2019年の初冬、自分達の行動が社会にどうインパクトを与えていくのか、それを体系的に表すロジックツリーと呼ばれる関連図を、私は苦労して書き上げました。その中で考えたのは、林業や木材産業の関係者だけでは問題は解決できない、花粉症という、ある意味タブーな言葉を使ってでも、多くの人の関心を引き付け、資金や注目を集めて事態を前に進めようということでした。林業の関係者は、杉やヒノキを花粉症と結びつけて話すことに不快感を示します。それを自分でも感じ、人から聞いてもいましたが、そこに切り込むような斬新な取組をしない限り、木材の価値向上や森林再生は望めないと思ったのです。
それだけでなく、森林環境譲与税を活用する自治体向けの情報発信を通じて、コンサルティングや様々な事業者との仲介も行う計画でした。ホームページは任意団体として作ったものを改定すれば良いですし、法人名も、「FORESTREAM(フォレストリーム」をそのまま使います。
2020年の年明け頃から、NPO法人設立に向けた様々な準備を始めました。法人として事業を行うのですから、理念や目的に賛同し、会費の支払いや労働力の提供という形で、事業運営に参加してくれる人がいなければ成り立ちません。以前から一緒に活動していた知人に相談し、理事や監事を引き受けてもらいました。また、丁度その頃、ある木材関係の資格認定を目指す講座を受講していたので、その同期生にNPOの主旨を伝え、そこでも幾人か社員になってもらいました。

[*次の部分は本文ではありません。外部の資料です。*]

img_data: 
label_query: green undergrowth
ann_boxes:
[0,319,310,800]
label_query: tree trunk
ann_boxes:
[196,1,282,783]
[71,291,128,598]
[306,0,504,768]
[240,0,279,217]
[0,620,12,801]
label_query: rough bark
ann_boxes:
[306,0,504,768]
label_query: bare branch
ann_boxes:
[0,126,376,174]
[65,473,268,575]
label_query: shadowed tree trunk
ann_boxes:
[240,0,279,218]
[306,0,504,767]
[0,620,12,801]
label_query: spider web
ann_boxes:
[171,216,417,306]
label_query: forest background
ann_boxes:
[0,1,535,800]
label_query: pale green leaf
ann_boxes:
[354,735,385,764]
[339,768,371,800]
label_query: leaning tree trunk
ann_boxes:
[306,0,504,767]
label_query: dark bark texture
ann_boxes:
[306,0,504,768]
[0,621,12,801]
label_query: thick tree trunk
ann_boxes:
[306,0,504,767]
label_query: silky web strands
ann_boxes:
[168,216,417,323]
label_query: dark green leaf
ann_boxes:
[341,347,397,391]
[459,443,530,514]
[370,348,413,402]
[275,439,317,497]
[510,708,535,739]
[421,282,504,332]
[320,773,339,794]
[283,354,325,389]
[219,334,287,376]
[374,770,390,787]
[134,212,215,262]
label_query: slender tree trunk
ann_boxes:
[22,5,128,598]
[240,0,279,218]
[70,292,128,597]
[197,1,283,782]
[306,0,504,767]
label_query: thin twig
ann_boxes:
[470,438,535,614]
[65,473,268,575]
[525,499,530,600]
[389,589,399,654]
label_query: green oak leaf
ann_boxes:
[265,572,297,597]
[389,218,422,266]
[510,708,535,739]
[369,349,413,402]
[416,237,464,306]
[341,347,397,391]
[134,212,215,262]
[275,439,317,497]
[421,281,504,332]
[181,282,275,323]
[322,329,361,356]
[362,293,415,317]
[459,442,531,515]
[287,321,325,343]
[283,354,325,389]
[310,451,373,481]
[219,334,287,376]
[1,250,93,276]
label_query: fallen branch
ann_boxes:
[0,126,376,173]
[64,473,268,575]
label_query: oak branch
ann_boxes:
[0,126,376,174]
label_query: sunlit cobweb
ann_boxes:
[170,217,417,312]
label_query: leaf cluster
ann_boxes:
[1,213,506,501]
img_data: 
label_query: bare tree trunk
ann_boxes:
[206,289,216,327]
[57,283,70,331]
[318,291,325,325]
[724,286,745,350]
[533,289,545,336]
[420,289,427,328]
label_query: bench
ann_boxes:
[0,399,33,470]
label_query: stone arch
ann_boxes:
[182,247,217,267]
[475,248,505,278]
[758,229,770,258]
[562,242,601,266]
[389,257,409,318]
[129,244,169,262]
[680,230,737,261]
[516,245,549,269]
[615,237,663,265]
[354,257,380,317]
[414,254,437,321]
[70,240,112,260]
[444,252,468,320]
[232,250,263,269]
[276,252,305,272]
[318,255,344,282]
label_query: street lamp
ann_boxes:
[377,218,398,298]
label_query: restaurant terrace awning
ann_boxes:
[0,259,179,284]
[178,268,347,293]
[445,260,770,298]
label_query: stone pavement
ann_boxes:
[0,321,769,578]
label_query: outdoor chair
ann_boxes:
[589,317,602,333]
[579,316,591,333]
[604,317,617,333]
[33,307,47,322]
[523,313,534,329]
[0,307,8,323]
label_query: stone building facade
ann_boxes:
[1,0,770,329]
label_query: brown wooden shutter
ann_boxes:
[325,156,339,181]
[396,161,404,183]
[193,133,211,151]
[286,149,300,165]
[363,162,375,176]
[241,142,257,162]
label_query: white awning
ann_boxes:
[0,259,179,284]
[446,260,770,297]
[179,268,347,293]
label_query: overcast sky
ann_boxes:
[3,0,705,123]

設立に向け、私は東京都のポータルサイトから資料をダウンロードし、それを熟読して必要な書類を作成していきました。税金の優遇を受けるので、当たり前のことですが、書類の内容は多岐にわたり、二年分の事業計画書と予算書まで作成・提出しなくてはなりません。大変だとは聞いていましたが、途中で何度もやめてしまいたいと思いました。当時は本業でも苦労が続き、それと並行しての設立手続きは、私の人生において最も困難な作業だったと思います。ようやく書式が整い、申請書が受理されたのは、2020年の4月でした。

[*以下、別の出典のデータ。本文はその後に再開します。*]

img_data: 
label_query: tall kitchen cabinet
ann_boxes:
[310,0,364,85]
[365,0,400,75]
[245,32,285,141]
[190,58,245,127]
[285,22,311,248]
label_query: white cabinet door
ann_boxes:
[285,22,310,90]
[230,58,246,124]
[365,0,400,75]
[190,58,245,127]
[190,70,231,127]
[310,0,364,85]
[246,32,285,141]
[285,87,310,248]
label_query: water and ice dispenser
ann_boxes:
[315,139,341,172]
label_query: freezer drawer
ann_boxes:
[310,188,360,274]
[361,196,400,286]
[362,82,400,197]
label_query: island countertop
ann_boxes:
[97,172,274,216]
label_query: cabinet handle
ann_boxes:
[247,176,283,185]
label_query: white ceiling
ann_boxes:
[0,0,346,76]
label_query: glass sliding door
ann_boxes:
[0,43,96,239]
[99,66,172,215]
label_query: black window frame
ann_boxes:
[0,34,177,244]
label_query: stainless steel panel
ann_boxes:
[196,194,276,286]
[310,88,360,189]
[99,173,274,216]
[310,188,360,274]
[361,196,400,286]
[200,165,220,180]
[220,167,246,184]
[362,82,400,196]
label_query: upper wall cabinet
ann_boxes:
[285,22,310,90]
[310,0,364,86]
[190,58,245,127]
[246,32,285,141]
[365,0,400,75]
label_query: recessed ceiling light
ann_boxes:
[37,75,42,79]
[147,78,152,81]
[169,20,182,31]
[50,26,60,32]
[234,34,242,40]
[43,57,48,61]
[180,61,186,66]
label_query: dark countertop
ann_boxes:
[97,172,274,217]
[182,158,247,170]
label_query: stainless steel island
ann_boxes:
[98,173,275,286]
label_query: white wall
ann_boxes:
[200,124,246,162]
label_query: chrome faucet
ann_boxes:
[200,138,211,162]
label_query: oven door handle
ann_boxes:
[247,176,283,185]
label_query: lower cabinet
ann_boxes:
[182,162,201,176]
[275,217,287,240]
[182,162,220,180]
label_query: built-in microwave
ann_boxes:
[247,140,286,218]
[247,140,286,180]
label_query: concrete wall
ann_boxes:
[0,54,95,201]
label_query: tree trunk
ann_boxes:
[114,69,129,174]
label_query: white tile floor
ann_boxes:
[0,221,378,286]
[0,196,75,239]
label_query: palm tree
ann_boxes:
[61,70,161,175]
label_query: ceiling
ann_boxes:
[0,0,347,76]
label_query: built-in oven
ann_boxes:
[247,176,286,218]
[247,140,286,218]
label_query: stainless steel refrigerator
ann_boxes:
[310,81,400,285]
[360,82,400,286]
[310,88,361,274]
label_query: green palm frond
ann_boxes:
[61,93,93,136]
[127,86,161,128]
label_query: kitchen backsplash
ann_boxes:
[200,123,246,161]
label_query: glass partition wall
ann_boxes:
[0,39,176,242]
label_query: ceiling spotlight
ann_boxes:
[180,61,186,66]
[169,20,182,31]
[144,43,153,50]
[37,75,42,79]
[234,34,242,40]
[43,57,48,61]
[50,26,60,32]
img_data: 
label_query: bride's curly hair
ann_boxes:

2020年の春と言えば、新型コロナウィルスが世界中に広がって猛威を振るい、日本でも外出自粛や在宅勤務が広がった時期です。私は5月に定年を迎え、仕事の引継ぎができ次第、会社をやめてNPOに専念するつもりでしたが、コロナのために全ての予定が狂ってしまいました。一番大きかったのは、交代勤務で人数が半分になったために、仕事の引継ぎが思うようにできなかったことです。6月の始めにはNPOの設立が認可されましたが、私が会社を辞められたのは10月末のことでした。
新型コロナウィルスはその後も拡大し続け、先の見通しが全く立ちません。花粉症は命に関わるコロナの前では霞んでしまい、NPOで当初計画していたことは大幅に見直しを迫られました。生活のことを考え、私は知人に紹介された木材団体で、年明けから働くことを決めたのです。しかしその団体で一年あまり勤務した後、私はそこが自分の居るべき場所ではないと判断して退職しました。しばらくして、今の会社に入社することになり、私はようやく、自分が本当にやりたかったことができる環境を得ることができたのです。
NPOは、結果的に何の活動もできず、解散手続きをすることになるでしょう。協力してくれた方々には申し訳ない思いがありますが、新電力がバタバタ潰れる現在の状況を見ると、正直なところ、迷惑をかけずに済んだのかもしれません。
そして何より、寄付や助成金に頼って活動するなら、結局は今の日本の林業と同じだと気づいたことが、自分にとって大きな進歩でした。堂々と利益を追求し、人がお金を払うにふさわしいと思う価値を提供することを、今は真剣に考える毎日です。
ここに至る道筋は困難の連続でしたが、一つずつ階段を上がって、ようやくたどり着いた場所です。振り返って、改めて貴重な経験だったと思います。